她没说完。
“然后什么?”
“然后被拖进光盘里的世界,那个世界是贞子的地盘,进去了就出不来。”
花子的身体抖了一下,宁夜感觉到她攥着自己衣领的手指收紧了,指甲几乎要嵌进布料里。
“那个邪修呢?”富江开口了。
“还藏在里面,但似乎已经变成鬼奴了。”
安培琴子的声音很平,但底下的东西变了,像冰面裂了一条缝。
宁夜的听到这,眉头皱了皱。
“诡奴?”
“嗯,应该说自愿成贞子的奴隶。”
这时,叼着烟的女人把烟头扔在地上,用鞋尖碾灭,火光在鞋底闪了一下就灭了。
“看过光盘的人,意识会被贞子标记,折磨到第七天,人就会被拖进光盘里的世界。
但还有一种例外的情况,被标记的人主动放弃抵抗,把自己交给贞子,当场变成鬼奴。”
“他主动接受的?”
宁夜有些好奇。
“不知道。”
安培琴子摇头。
“我们的人追进去的时候,他已经不见了,只看到多媒体教室的地上有一滩灰,像烧过的纸,又像脱下来的壳。”

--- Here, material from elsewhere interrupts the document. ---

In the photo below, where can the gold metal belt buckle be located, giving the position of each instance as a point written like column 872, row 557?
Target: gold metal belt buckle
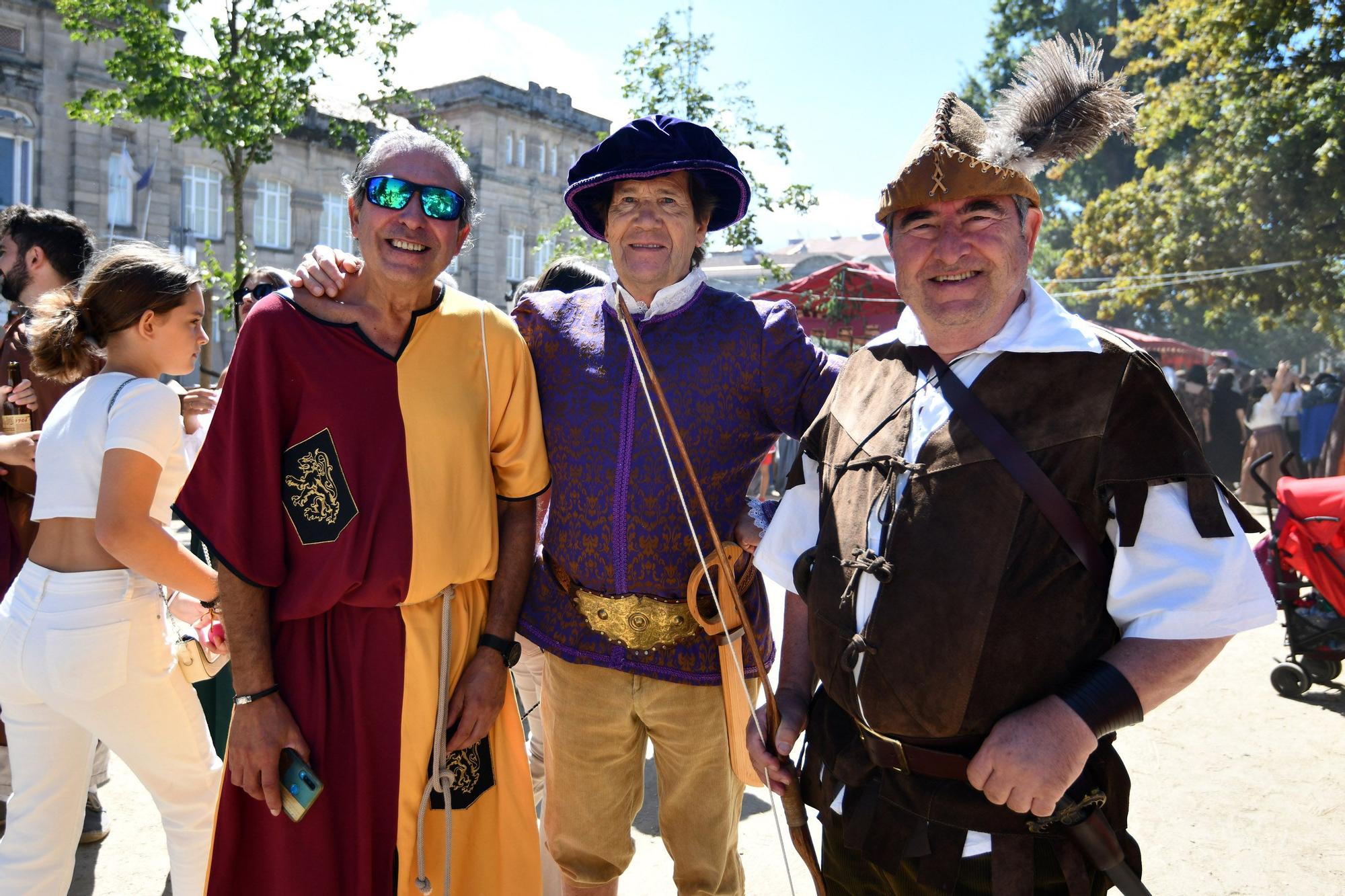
column 903, row 766
column 638, row 622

这时,一旁一直没有开口说话的年轻和尚睁开了眼,念珠转了一圈,说。
“邪修养鬼多年,身上早就没有活人气了,贞子的标记对他来说,不是诅咒,是邀请。
他把自己交给贞子,换来的是自由,在贞子的地盘里,他可以自由行动,不受限制。”
“所以他才敢放光盘。”
宁夜的声音冷下来。
“放完就跑,跑进贞子的地盘,你们追不进去,他就在里面安安心心地养他的鬼。”
安培琴子点头,语气冰冷。
“我们也是这么想的。”
“那他图什么?”
宁夜看着她,“搞这么大动静,就为了躲进贞子的地盘里?”
安培琴子沉默了几秒:“不是为了躲。”
她从口袋里掏出手机,点开一张图片递到宁夜面前。
屏幕上是东京地图,被红色标记覆盖了大半,标记集中在几个地方,新宿、涩谷、港区、文京区。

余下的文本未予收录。